From here on in, we played through the first part of the Hospital area, which is one of the core parts of the game. Progression takes its lead strongly from other Silent Hill titles, with each major building having a map that you fill in with penned annotations as you move through, and a wide variety of somewhat surreal locked-door puzzles to complete in order to progress. In the hospital, for example, we found ourselves collecting the ages of nurses from graffiti on the walls in order to unlock a medical chest, retrieving from it a plastic heart which could be replaced in an anatomical model...
You get the idea. It's solid, enjoyable Silent Hill fare, the sort of puzzles which focus largely on doors and improbably hidden keys. However, Origins has a unique twist up its sleeve, which is revealed early on when you walk into a room with a mirrored wall, and realise that something isn't quite right about the reflection in the mirror...
Silent Hill has always featured the concept of the "Otherworld", a hideous, twisted world of rust, decay and ruin; however, previously access to this alternate world has generally been through plot developments. Origins, however, allows Travis to move between worlds at will whenever he encounters a mirror; by touching the mirror, he moves to the other world. This is essential for solving many puzzles, as the layout of buildings remains broadly the same, but doors may be locked in one reality and unlocked in the other, passages blocked in one but accessible in the other.

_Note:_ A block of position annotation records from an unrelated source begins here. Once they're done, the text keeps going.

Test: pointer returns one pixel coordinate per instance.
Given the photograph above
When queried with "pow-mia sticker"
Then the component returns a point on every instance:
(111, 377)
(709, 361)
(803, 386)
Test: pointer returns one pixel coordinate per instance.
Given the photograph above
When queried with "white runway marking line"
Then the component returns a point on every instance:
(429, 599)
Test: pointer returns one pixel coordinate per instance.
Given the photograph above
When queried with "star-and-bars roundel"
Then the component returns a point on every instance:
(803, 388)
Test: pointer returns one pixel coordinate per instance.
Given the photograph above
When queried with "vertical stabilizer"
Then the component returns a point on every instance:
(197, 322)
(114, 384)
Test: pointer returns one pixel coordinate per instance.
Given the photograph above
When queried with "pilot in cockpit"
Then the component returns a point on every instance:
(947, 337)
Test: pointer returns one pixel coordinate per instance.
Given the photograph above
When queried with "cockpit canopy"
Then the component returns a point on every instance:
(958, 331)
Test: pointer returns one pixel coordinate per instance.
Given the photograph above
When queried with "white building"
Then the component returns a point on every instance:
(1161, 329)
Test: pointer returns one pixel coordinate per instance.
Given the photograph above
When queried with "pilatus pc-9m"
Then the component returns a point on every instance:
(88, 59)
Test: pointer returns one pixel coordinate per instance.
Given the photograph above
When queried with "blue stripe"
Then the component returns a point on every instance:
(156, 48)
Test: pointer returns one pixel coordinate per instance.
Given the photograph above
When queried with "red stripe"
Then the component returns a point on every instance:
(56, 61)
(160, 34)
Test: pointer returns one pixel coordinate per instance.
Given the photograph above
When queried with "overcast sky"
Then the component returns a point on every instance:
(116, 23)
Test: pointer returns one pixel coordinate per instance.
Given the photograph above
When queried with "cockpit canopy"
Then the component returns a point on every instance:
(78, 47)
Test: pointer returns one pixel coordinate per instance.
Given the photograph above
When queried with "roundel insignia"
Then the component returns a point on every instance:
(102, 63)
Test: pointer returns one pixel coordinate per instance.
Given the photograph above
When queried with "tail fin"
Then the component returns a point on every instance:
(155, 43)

In terms of combat, some echoes of the game's one-time obsession with action remain. Travis can pick up a very wide range of items to use as weapons - nowhere near the scale of a game like Dead Rising, but according to Simmons, there are about 50 items in the game which can be used as weapons. These range from guns, knives and swords through to bottles of acid or portable televisions, which can be smashed into enemies for single-shot, high damage attacks.
Where previous Silent Hill games relied on unresponsive, somewhat clumsy combat to emphasise your vulnerability and build tension, Origins has taken a somewhat different tack. Travis is a burly truck driver, and can handle himself to some extent - so combat is a little more responsive and brutal than in other games.
However, this is still no RE4. Monsters who get close to you can grab you and engage in an often horrifying grapple move - a chance, Oertel tells us, to get the player really up close with the hideously disturbing monsters in the game and really freak them out. Even getting a great weapon won't make you invincible; like SH4, the game features a health gauge for weapons. Use them too long, and they'll break, which adds a real note of tension to fights in the game. To top it off, the old SH strategy of legging it past monsters won't always work; some of them move faster than you do, now. Travis may be a tougher cookie than previous SH protagonists, but this is a million miles from the shooting gallery game many feared; the old Silent Hill tension is never far away.
Where much of the development team's efforts have been concentrated is on making Silent Hill work on the PSP. At first, a horror game on a handheld seems like a strange decision - however, Oertel says that the design was inspired by the acknowledgement of how involving and immersive reading a horror paperback can be. "When you're sitting there, in bed, in your room, playing this game - it's an intensely personal experience, much more immersive in some ways than being in your living room with a TV across the room from you," he explains.